Timing and Sequence of Brain Activity in Top-Down Control of Visual-Spatial Attention

Recent brain imaging studies using functional magnetic resonance imaging (fMRI) have implicated a frontal-parietal network in the top-down control of attention. However, little is known about the timing and sequence of activations within this network. To investigate these timing questions, we used event-related electrical brain potentials (ERPs) and a specially designed visual-spatial attentional-cueing paradigm, which were applied as part of a multi-methodological approach that included a closely corresponding event-related fMRI study using an identical paradigm. In the first 400 ms post cue, attention-directing and control cues elicited similar general cue-processing activity, corresponding to the more lateral subregions of the frontal-parietal network identified with the fMRI. Following this, the attention-directing cues elicited a sustained negative-polarity brain wave that was absent for control cues. This activity could be linked to the more medial frontal–parietal subregions similarly identified in the fMRI as specifically involved in attentional orienting. Critically, both the scalp ERPs and the fMRI-seeded source modeling for this orienting-related activity indicated an earlier onset of frontal versus parietal contribution (∼400 versus ∼700 ms). This was then followed (∼800–900 ms) by pretarget biasing activity in the region-specific visual-sensory occipital cortex. These results indicate an activation sequence of key components of the attentional-control brain network, providing insight into their functional roles. More specifically, these results suggest that voluntary attentional orienting is initiated by medial portions of frontal cortex, which then recruit medial parietal areas. Together, these areas then implement biasing of region-specific visual-sensory cortex to facilitate the processing of upcoming visual stimuli.

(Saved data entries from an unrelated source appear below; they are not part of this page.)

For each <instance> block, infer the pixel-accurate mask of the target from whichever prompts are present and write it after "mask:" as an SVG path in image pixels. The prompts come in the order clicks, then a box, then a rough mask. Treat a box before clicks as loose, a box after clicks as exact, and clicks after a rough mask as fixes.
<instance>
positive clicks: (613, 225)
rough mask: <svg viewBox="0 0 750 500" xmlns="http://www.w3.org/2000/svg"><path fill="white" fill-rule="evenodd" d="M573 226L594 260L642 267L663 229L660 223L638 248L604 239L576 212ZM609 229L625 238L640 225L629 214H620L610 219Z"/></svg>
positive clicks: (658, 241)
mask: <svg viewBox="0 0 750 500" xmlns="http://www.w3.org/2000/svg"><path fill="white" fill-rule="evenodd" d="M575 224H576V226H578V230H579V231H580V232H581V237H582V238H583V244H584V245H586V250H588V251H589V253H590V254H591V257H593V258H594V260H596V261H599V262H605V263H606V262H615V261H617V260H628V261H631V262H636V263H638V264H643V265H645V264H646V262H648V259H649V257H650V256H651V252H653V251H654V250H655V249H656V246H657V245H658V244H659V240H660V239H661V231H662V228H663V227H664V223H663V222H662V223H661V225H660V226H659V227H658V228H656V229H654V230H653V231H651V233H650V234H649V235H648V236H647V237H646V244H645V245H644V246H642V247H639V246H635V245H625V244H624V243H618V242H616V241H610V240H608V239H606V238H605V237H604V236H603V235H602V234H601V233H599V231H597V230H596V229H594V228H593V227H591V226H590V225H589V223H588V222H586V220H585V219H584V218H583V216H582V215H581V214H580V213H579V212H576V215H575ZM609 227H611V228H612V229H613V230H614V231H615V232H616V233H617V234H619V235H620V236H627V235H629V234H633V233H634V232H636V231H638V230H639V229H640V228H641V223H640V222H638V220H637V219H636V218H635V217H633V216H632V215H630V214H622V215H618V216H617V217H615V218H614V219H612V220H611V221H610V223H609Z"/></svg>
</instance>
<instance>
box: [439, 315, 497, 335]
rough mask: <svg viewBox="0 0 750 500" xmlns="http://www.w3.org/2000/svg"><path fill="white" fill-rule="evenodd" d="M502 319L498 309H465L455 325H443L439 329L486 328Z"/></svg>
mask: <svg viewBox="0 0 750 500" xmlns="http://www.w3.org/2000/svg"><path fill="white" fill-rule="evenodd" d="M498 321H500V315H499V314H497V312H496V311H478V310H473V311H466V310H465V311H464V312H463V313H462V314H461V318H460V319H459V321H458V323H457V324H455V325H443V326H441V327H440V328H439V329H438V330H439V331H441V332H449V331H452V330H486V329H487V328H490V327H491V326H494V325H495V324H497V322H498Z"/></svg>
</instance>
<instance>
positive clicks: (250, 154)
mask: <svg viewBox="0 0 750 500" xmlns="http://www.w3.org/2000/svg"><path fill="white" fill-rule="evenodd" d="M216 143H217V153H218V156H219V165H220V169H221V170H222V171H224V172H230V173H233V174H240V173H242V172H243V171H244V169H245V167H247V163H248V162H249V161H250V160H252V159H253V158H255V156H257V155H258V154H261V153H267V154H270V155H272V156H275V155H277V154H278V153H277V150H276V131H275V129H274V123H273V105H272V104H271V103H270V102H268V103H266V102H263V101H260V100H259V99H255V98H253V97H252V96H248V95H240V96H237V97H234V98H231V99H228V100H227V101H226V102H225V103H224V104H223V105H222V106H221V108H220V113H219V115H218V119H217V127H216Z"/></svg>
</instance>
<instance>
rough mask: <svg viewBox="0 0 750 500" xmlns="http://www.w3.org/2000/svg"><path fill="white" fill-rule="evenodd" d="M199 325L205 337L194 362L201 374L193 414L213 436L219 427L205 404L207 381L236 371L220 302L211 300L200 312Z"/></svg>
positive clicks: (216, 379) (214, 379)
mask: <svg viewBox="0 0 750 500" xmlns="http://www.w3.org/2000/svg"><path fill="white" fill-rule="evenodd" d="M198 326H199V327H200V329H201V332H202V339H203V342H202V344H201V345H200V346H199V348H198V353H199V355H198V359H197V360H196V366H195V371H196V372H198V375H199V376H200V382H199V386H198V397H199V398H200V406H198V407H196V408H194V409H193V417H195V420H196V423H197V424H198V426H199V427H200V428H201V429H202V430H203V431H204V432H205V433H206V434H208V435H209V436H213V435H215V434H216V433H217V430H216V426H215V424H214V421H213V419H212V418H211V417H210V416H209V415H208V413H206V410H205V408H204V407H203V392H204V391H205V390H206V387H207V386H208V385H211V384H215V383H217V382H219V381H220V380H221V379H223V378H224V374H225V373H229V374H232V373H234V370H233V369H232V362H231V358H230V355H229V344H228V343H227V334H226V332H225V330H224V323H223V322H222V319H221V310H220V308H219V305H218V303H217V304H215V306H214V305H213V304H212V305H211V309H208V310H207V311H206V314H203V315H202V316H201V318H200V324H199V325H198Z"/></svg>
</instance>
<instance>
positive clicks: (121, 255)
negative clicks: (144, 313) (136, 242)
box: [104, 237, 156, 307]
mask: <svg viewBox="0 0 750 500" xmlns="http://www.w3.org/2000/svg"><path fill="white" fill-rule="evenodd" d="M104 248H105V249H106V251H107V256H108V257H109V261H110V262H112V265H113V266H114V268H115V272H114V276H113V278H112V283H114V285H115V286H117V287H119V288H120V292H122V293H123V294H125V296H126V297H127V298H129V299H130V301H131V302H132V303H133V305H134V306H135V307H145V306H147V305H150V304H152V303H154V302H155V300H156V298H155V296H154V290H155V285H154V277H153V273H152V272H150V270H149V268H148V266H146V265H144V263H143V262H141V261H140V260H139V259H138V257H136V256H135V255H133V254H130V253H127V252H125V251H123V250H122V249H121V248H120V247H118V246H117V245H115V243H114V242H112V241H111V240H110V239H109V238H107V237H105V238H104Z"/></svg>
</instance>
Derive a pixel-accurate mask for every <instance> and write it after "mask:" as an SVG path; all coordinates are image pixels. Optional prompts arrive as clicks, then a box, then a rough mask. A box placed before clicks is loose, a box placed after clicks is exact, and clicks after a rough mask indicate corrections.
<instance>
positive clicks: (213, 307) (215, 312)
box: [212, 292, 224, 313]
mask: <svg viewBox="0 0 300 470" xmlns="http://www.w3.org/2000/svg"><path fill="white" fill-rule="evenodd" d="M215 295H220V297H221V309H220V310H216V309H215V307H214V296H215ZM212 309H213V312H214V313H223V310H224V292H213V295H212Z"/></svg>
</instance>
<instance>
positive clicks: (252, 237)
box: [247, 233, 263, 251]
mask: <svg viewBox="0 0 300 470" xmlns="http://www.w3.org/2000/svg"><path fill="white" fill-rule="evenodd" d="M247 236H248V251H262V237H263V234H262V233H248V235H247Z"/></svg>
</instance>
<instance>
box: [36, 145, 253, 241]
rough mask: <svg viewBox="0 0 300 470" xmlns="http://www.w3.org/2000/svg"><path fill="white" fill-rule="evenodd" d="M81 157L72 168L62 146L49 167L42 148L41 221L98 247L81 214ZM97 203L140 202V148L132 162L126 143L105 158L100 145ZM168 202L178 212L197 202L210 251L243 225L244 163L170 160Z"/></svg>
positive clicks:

Attention is a fundamental cognitive function that allows us to focus neural resources on events or information in our environment that are most important or interesting to us at any given moment. Recent functional neuroimaging studies have indicated that a network of brain areas in frontal and parietal cortex is involved in directing our attention to specific locations in our visual field. However, little is known about the timing and sequence of activations within the various parts of this attentional control network, thus limiting our understanding of their functional roles. We extracted a more precise picture of the neural mechanisms of attentional control by combining two complementary methods of measuring cognitive brain activity: functional magnetic resonance imaging (fMRI) and electroencephalography (EEG). fMRI offers information on a millimeter scale about the locations of brain activity, whereas EEG offers temporal information on a scale of milliseconds. Our results indicate that visual-spatial attentional control is initiated in frontal brain areas, joined shortly afterwards by parietal involvement. Together, these brain areas then prepare relevant areas in the visual cortex for performing enhanced processing of visual input in the attended region of space.

A combination of methods reveals the timing and sequence of neural activation within the frontal-parietal network and provides a more precise picture of the mechanisms controlling visual attention in humans.